Efficient methods for the solution of n-dimensional systems of nonlinear equations are critical for numerous applications. For the system F(x) = 0, the well-known Newton’s method employs the derivative matrix F′(x) and under modest assumptions delivers quadratic convergence near a solution with the error squared at each iteration. Often, a significant cost is the production and use of F’, and effectively exploiting this matrix once calculated has motivated many extensions, a new family of which is developed in this paper.
In these approaches, improvements on the order of convergence are accomplished with the help of repeated use of a calculated F′. Starting with an existing third-order two-step method, which uses the same calculated F′ twice, the authors introduce parameters, determine their optimal values theoretically, and then inductively extend their approach to an m + 1 step method of order m + 2. Significantly, only one evaluation of F′ is used for each m + 1 step, and for the analysis F needs only to be third Fréchet differentiable.

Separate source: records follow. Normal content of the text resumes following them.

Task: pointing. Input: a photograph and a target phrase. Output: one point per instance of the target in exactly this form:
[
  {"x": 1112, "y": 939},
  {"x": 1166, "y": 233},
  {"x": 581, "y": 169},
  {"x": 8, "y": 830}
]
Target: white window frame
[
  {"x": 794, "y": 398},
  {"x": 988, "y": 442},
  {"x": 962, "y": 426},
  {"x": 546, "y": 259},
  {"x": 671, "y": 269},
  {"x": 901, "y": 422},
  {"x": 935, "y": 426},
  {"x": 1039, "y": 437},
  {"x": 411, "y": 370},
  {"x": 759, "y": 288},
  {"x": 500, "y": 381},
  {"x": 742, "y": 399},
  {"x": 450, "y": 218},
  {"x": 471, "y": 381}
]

A detailed efficiency study incorporating computational cost and order is provided for the proposed method and reviewed for a set of alternative methods in the literature that reuse F′ evaluations. Comparisons are neatly presented using graphs whose axes relate the key costs of computing elements of F and F′. Numerical experiments are included using extended precision (200-digit mantissa) to capture the high-order behavior for a number of test cases. The proposed method’s efficiency increases with m and is advantageous for larger systems.